Atlanta’s Opening Day shortstop Arcia ‘dropped’
This is the appearance of the Atlanta Braves dropping shortstop in the opening game.
The Braves announced on the 21st (Korean time) that they would drop infielders Von Grissom (22) and Braden Shoemake (26) to Triple-A Gwinnett.
Shoemaker, a first-round pick in the 2019 draft, played 바카라사이트76 games for Gwinnett last season, batting average of 0.259, on-base percentage of 0.316, slugging average of 0.399, seven homers and 25 RBIs.
Grissom was selected in the 11th round of the draft that same year.

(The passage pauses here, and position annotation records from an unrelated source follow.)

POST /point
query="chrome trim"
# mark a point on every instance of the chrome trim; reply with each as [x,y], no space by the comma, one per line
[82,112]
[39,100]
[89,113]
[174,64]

He was quicker to make his big league debut than Shoemaker. In 41 games last season, he had a batting average of 0.291, an on-base percentage of 0.353, a slugging percentage of 0.440, five home runs and 18 RBIs.
The two players are attracting attention as Atlanta’s next main shortstop. They are expected to fill the shortstop void created by the departure of Dansby Swanson, but they will not be able to play in the opening game due to the relegation.
There is a separate winner in the competition for the starting shortstop in the opening game. Local media such as ‘MLB.com’ predicted that Orlando Arcia (29) would be the starting shortstop for the opening game unless additional players were recruited.
Arcia is a veteran who played in 641 games over seven seasons in the major leagues. He only played 67 games last season due to injury, and he had a batting average of .244, on-base percentage, .316 slugging percentage, .416, 9 homers and 30 RBIs.
MLB.com Braves reporter Mark Bowman said, “Grissom and Shoemake, two prospects, have higher potential than Arcia, but they are not ready to play major league roles yet.”
He explained that it is a ‘safe bet’ to leave the starting shortstop to the more experienced Arcia until they are ready.
The two players plan to gain more experience by forming a keystone combination in Triple A Gwinnet. In the long term, one of these guys will likely be the starting shortstop.
‘ESPN’ major league reporter Buster Olney told the evaluation of some batting team officials that shoemaking could be a ‘long-term solution’ for Atlanta, but not yet.